Positioning, The Battle For Your Mind
Review - 04 Sep 2015
Walking into the supermarket you do the whole ‘ahhh what am I here for again’ thing. Looking around your head starts to spin as the visual onslaught hits your retinas - the bright colours and fancy product packaging add to the visual haze. Confusion sets in.
Bread. You remember you needed to get bread.
Scampering to the bread isle, your senses start to feel safe and normal again - the fresh smell is reassuring. You’re safe, again.
Snap, back to reality.
The clouds in your mind start to infiltrate their way back. You mind start to compare bread prices against the different bread attributes. Do you want thin or thick slice, toast or sandwich, whole grain or white? Shit. But you’ve heard good things about organic/paleo/gluten-free/wanker loaf. Crap - it’s too much. You just wanted bread, and maybe milk.
Yes, I know - this is not a major life-changing decision, but you want to get it right.
This is when the concept of positioning kicks in. With your conscious mind overloaded, your subconscious (lazy and safe) puts up its hand, ready to speak - it wants its turn too.

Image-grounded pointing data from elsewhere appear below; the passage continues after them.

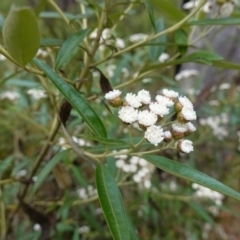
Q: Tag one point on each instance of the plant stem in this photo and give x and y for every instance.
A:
(2, 217)
(153, 36)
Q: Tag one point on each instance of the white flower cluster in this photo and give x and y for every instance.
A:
(85, 193)
(186, 74)
(139, 167)
(217, 124)
(224, 8)
(148, 114)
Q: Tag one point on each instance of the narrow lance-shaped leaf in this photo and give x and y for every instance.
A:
(149, 8)
(21, 34)
(191, 174)
(69, 47)
(75, 99)
(182, 41)
(219, 21)
(169, 8)
(111, 202)
(154, 52)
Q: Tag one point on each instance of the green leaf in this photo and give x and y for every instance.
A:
(21, 34)
(1, 21)
(48, 168)
(78, 176)
(164, 64)
(111, 202)
(170, 9)
(90, 218)
(191, 174)
(75, 99)
(224, 64)
(55, 15)
(103, 140)
(132, 229)
(40, 7)
(51, 42)
(182, 41)
(76, 235)
(155, 51)
(219, 21)
(69, 47)
(203, 55)
(149, 8)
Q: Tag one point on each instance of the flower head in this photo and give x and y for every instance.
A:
(170, 93)
(226, 9)
(128, 114)
(179, 127)
(144, 96)
(159, 109)
(154, 134)
(164, 101)
(186, 114)
(185, 102)
(147, 118)
(133, 100)
(163, 57)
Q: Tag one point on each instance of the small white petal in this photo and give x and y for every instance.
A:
(128, 114)
(144, 96)
(147, 118)
(133, 100)
(164, 101)
(169, 93)
(226, 9)
(179, 127)
(113, 94)
(159, 109)
(186, 146)
(185, 102)
(147, 184)
(154, 134)
(188, 114)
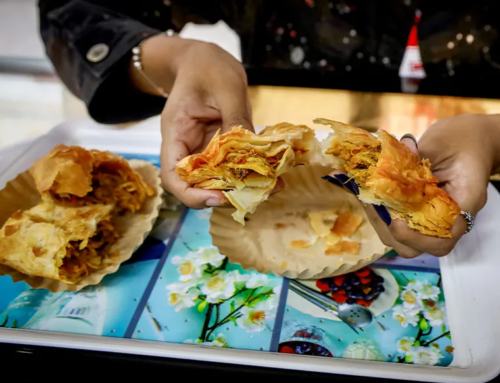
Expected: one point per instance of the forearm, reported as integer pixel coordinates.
(160, 56)
(494, 141)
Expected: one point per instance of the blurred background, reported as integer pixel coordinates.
(33, 100)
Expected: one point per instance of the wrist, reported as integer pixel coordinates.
(492, 136)
(160, 58)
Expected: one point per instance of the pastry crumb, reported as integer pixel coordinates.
(343, 247)
(300, 244)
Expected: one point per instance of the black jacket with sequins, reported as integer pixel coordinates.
(352, 44)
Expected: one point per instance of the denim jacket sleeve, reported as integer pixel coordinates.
(90, 49)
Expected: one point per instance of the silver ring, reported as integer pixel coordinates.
(411, 137)
(470, 220)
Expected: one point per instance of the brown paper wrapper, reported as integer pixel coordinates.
(261, 246)
(21, 194)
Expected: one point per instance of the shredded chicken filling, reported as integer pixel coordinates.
(107, 187)
(84, 256)
(360, 160)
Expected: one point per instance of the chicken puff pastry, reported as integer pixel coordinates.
(389, 174)
(246, 166)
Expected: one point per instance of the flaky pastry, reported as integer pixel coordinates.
(73, 176)
(246, 166)
(389, 174)
(71, 232)
(57, 242)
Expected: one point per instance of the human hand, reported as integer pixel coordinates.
(207, 91)
(463, 152)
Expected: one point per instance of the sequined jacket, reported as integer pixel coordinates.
(352, 44)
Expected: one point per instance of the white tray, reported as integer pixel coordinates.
(471, 284)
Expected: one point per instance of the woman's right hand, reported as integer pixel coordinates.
(207, 91)
(464, 151)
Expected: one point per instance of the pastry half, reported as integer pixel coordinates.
(389, 174)
(72, 176)
(57, 242)
(246, 166)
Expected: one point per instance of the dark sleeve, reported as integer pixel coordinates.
(71, 30)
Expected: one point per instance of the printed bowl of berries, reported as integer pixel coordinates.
(373, 288)
(307, 340)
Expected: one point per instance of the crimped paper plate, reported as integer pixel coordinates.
(21, 194)
(263, 244)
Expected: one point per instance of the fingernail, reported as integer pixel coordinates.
(348, 183)
(333, 181)
(383, 213)
(213, 202)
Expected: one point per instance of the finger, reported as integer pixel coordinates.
(436, 246)
(411, 144)
(232, 100)
(280, 185)
(191, 197)
(385, 235)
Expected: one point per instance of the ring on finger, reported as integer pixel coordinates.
(470, 220)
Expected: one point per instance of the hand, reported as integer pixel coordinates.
(207, 91)
(463, 152)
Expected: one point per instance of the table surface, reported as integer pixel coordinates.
(47, 103)
(396, 113)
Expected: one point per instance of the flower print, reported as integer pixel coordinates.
(182, 296)
(425, 356)
(253, 319)
(405, 316)
(436, 315)
(274, 299)
(410, 299)
(206, 256)
(219, 341)
(413, 285)
(237, 276)
(218, 287)
(257, 280)
(405, 344)
(425, 290)
(204, 213)
(187, 268)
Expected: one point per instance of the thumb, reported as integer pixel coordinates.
(235, 108)
(411, 143)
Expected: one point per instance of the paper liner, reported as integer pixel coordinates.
(260, 246)
(21, 194)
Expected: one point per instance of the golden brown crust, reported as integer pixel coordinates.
(388, 173)
(65, 170)
(246, 165)
(72, 232)
(73, 176)
(35, 241)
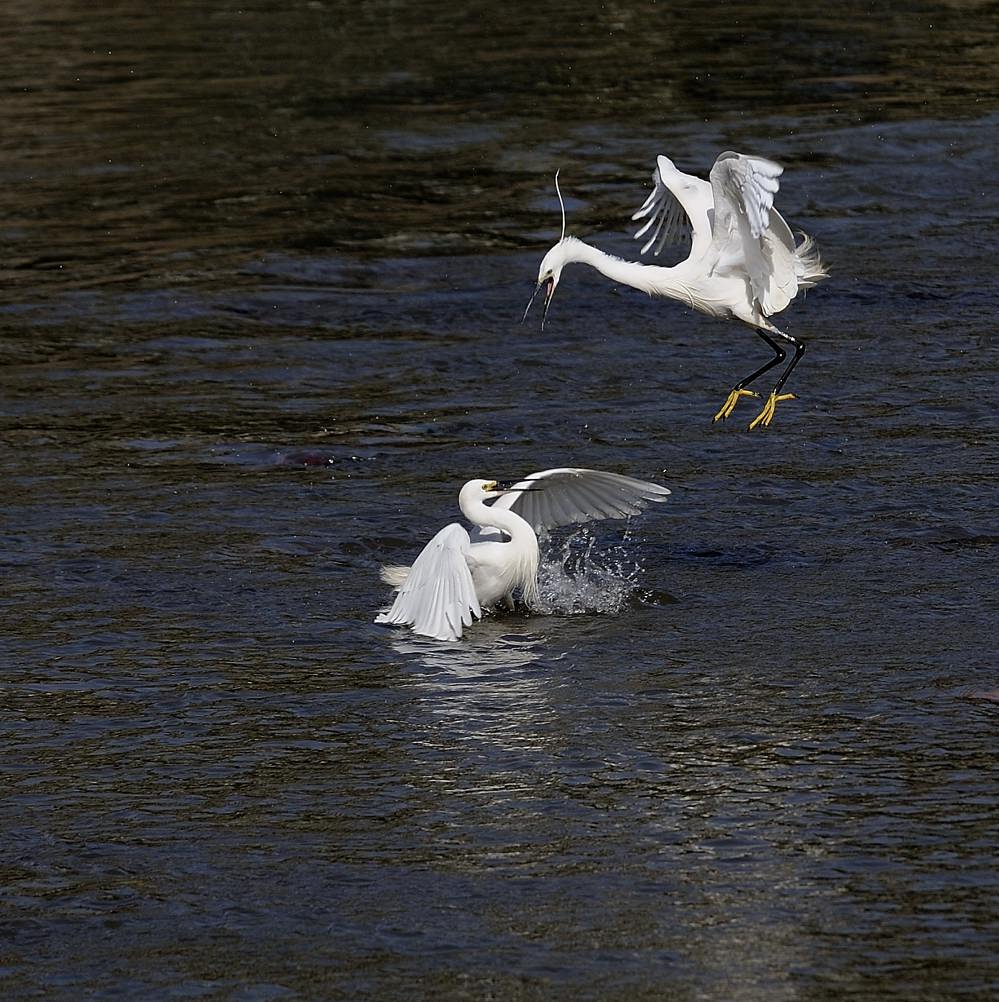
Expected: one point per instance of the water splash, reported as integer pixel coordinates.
(574, 576)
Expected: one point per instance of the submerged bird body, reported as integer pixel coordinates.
(459, 574)
(743, 262)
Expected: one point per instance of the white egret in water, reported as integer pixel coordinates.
(743, 262)
(458, 575)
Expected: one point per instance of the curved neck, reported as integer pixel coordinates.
(479, 513)
(652, 279)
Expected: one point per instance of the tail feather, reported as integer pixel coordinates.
(395, 575)
(809, 264)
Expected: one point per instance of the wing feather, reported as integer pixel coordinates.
(438, 597)
(566, 496)
(678, 207)
(748, 235)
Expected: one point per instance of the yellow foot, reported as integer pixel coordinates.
(766, 416)
(729, 405)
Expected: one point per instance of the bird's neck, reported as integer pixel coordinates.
(652, 279)
(517, 528)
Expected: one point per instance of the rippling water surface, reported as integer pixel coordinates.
(264, 268)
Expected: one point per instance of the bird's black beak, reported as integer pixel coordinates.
(548, 296)
(511, 488)
(537, 289)
(550, 283)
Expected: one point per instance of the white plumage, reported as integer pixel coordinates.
(458, 574)
(743, 263)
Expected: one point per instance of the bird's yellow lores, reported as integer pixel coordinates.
(459, 575)
(743, 262)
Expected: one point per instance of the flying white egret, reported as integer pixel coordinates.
(458, 575)
(743, 261)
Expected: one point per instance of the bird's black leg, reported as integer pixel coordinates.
(799, 352)
(738, 390)
(767, 414)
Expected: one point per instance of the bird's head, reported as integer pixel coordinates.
(487, 490)
(550, 270)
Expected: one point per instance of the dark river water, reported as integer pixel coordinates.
(264, 268)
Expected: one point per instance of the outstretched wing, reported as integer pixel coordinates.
(678, 207)
(747, 234)
(567, 496)
(438, 597)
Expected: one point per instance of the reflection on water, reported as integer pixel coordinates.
(264, 267)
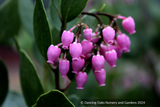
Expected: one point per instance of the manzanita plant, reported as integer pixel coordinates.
(109, 45)
(73, 53)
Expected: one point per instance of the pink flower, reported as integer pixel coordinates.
(122, 41)
(86, 47)
(88, 33)
(53, 53)
(75, 50)
(128, 43)
(94, 40)
(100, 77)
(117, 49)
(81, 79)
(108, 34)
(67, 38)
(129, 25)
(111, 58)
(103, 48)
(88, 56)
(98, 62)
(63, 67)
(77, 65)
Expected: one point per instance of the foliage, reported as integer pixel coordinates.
(30, 28)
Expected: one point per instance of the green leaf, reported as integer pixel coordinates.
(57, 4)
(75, 100)
(42, 31)
(26, 15)
(9, 20)
(90, 20)
(54, 16)
(53, 98)
(30, 83)
(70, 9)
(3, 82)
(14, 99)
(56, 37)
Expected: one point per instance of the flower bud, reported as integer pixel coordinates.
(81, 79)
(108, 34)
(111, 57)
(67, 38)
(98, 62)
(53, 53)
(56, 62)
(75, 50)
(63, 67)
(118, 50)
(77, 65)
(88, 56)
(94, 40)
(128, 43)
(100, 77)
(88, 33)
(129, 25)
(122, 41)
(103, 49)
(86, 47)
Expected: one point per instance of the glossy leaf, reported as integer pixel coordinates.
(56, 36)
(42, 31)
(9, 20)
(30, 82)
(53, 98)
(75, 100)
(26, 15)
(14, 99)
(57, 4)
(70, 9)
(90, 20)
(3, 82)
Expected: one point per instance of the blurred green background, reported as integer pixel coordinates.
(137, 74)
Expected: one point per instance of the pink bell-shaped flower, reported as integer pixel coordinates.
(75, 50)
(63, 67)
(88, 33)
(128, 43)
(129, 25)
(117, 49)
(81, 79)
(88, 56)
(86, 47)
(98, 61)
(103, 49)
(94, 40)
(53, 53)
(108, 34)
(100, 77)
(77, 65)
(67, 39)
(56, 62)
(122, 41)
(111, 57)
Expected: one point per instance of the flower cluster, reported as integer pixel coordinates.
(106, 43)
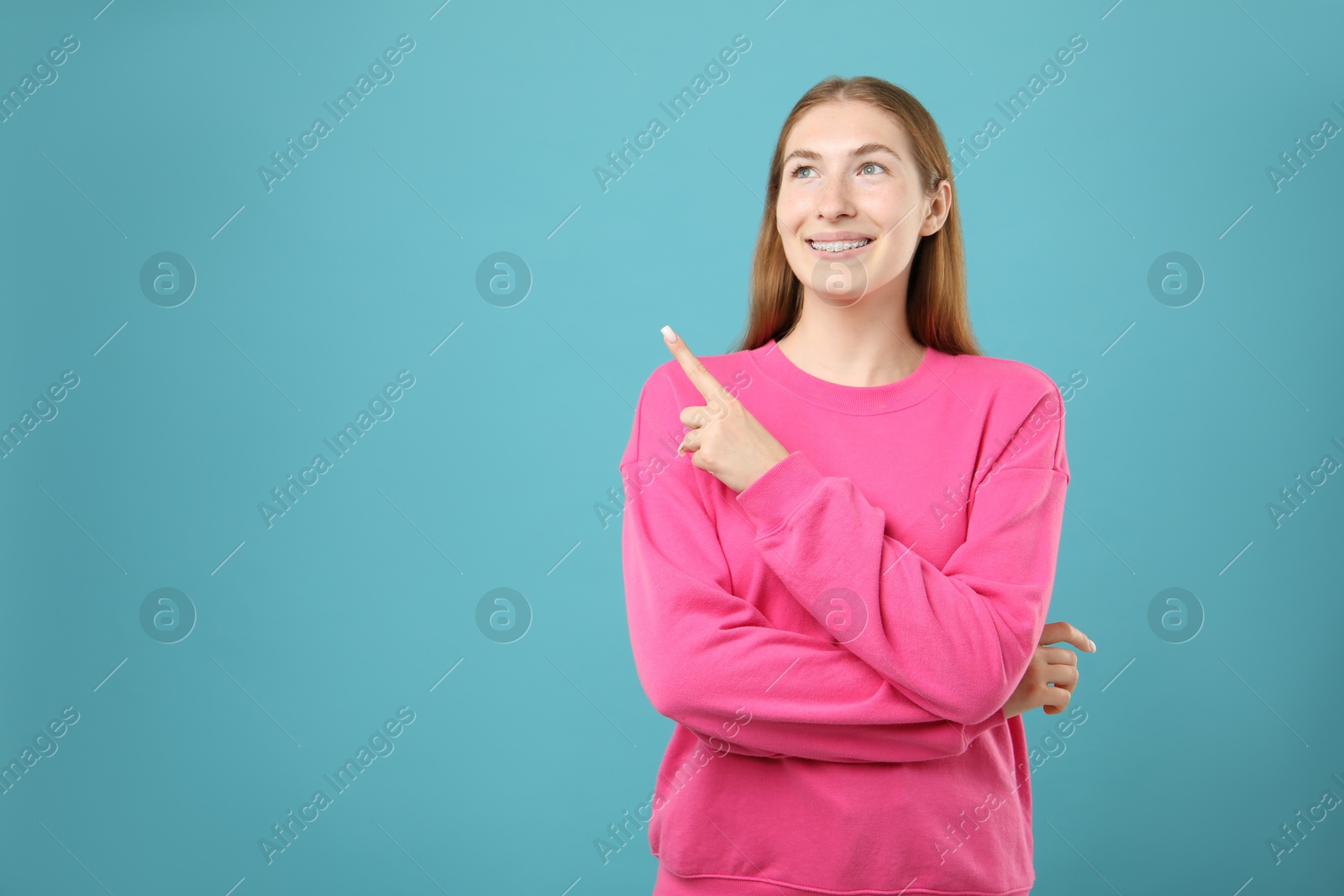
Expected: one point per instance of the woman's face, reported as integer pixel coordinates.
(850, 175)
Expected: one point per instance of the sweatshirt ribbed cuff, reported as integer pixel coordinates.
(998, 718)
(776, 496)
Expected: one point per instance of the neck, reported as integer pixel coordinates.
(866, 344)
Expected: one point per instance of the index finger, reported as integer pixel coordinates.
(1063, 631)
(694, 369)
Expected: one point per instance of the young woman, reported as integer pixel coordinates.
(840, 595)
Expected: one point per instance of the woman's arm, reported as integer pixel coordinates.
(706, 658)
(956, 640)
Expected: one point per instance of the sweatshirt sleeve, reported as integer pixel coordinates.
(956, 640)
(709, 660)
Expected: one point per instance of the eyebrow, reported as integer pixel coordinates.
(862, 150)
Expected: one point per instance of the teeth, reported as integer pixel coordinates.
(839, 246)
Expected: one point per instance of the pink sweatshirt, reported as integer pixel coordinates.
(837, 642)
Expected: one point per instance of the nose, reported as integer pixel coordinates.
(835, 197)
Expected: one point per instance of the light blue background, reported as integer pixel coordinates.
(363, 259)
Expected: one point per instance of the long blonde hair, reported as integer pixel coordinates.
(936, 301)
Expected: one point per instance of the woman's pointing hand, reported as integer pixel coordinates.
(725, 439)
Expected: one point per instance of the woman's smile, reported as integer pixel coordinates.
(837, 248)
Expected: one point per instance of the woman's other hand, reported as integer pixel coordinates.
(1055, 667)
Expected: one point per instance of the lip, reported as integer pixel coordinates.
(831, 238)
(833, 235)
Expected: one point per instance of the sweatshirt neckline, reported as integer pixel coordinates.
(853, 399)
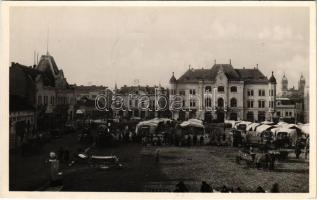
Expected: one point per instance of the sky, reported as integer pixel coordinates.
(144, 45)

Now, like every person I’ve ever met, I bet you like to think you’re discerning. You’re not like other people. You’re in control, and you make your own decisions. And they’re good choices, right? Well, I hate to break it to you, but your mind is a little out of control. I’m serious. Our minds can’t possibly or accurately interpret all the options thoroughly to make informed decision. And if we tried then that could take us mortals days, maybe even years. No one has that sort of time to assess the complexities of bread, let alone our many other daily decisions.
So how do we get by, how do we actually make purchasing decisions?
It’s called positioning.
In 1981 two smart guys; Al Ries and Jack Trout wrote one of the great marketing books. Positioning: The Battle for your Mind.
The book uncovers palatable examples from both Al and Jack’s ad agency experiences. It highlights how consumers categorise brands’ products in their minds. For you business folk, the book provides models for you to utilise when analysing your business - the brand and competitive environment.
This book is one of the great marketing reads. Today’s strategies all have a lot to do with positioning your product or service in the mind of the customers. Even with new marketing approaches, their principles continue to have complete relevance.
There are many territories of positioning described in the book, some of which i’ve listed below. For me the main idea to take away links to how humans minds work. Typically, we can recall seven brand names for each product category, and three of which come to mind immediately - if you’ve read Daniel Kahneman’s Thinking, fast and slow’ you’ll understand why. Positioning looks at the techniques to rule these categories in the mind of the customer, becoming a front-of-mind brand.
- Positioning of a leader
- Positioning as a follower
- Repositioning the competition
- The power of a name
- The no-name trap
- The free-ride trap
- The line extension trap
Knowing and being able to reference these ideas as you endeavour to market your business will undoubtedly contribute to the success of your firm. Feel for consumers; they’re confused, restless and time conscious. Life’s stressors linger like dark clouds in their mind, giving room for limited product information to cut through. It’s our job to make it easy to make choices, it’s our job to think about the consumer.